WHAT IS SIGI ?
The OECD Development Centre’s Social Institutions and Gender Index (SIGI) is a cross-country measure of discrimination against women in social institutions (formal and informal laws, social norms, and practices) across 160 countries. Discriminatory social institutions intersect across all stages of girls’ and women’s life, restricting their access to justice, rights and empowerment opportunities and undermining their agency and decision-making authority over their life choices. As underlying drivers of gender inequalities, discriminatory social institutions perpetuate gender gaps in development areas, such as education, employment and health, and hinder progress towards rights-based social transformation that benefits both women and men.
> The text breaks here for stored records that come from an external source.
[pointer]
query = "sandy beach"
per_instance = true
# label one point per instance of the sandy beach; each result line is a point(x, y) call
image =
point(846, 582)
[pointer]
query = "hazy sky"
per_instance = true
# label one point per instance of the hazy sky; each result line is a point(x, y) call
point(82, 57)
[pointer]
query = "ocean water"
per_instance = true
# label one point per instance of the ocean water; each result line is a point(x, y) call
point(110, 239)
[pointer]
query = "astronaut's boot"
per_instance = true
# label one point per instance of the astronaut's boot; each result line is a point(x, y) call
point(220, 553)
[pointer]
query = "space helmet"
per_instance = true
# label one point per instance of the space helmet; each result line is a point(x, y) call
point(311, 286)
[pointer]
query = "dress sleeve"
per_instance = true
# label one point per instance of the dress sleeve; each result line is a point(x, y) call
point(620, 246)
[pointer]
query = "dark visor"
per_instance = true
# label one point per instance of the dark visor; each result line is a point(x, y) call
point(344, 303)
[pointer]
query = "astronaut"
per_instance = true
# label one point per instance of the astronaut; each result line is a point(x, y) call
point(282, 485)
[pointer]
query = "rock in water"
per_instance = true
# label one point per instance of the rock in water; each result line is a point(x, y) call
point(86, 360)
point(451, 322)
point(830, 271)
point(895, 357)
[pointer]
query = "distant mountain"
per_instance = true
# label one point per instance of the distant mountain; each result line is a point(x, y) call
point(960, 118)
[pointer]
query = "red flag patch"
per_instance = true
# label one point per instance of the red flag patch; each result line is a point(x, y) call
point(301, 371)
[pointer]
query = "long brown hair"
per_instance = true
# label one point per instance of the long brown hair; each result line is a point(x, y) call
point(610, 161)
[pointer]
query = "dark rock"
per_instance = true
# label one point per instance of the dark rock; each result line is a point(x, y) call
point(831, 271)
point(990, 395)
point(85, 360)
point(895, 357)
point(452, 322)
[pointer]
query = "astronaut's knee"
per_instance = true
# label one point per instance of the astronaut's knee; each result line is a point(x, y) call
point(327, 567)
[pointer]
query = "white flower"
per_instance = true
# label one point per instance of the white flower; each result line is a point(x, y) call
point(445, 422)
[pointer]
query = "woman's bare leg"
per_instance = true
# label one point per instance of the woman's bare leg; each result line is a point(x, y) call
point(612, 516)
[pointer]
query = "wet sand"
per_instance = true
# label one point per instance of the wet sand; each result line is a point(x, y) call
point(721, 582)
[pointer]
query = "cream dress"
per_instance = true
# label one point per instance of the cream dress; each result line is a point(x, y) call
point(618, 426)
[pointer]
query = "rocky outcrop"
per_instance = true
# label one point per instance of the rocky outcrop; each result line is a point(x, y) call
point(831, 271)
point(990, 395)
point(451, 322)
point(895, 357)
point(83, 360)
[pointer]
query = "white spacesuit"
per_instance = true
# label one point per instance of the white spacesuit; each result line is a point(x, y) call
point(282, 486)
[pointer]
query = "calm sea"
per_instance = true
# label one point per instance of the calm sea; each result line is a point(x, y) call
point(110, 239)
The SIGI covers five dimensions of discriminatory social institutions, spanning major socio-economic areas that affect women’s lives: discriminatory family code, restricted physical integrity, son bias, restricted resources and assets, and restricted civil liberties. The SIGI’s variables quantify discriminatory social institutions such as unequal inheritance rights, early marriage, violence against women, and unequal land and property rights. Through its 160 country profiles, country classifications and unique database, the SIGI provides a strong evidence base to more effectively address the discriminatory social institutions that hold back progress on gender equality and women’s empowerment.
About the SIGI
Discriminatory social institutions are defined as the formal and informal laws, attitudes and practices that restrict women’s and girls’ access to rights, justice and empowerment opportunities. These are captured in a multi-faceted approach by SIGI’s variables that combine qualitative and quantitative data, taking into account both the de jure and de facto discrimination of social institutions, through information on laws, attitudes and practices. The variables span all stages of a woman’s life in order to show how discriminatory social institutions can interlock and bind them into cycles of poverty and disempowerment.
In the 2014 edition of the SIGI, the following changes have been introduced:
• increased country coverage
• new variables included in the Gender, Institutions and Development Database
• new classification system by levels of discrimination (see SIGI classifications).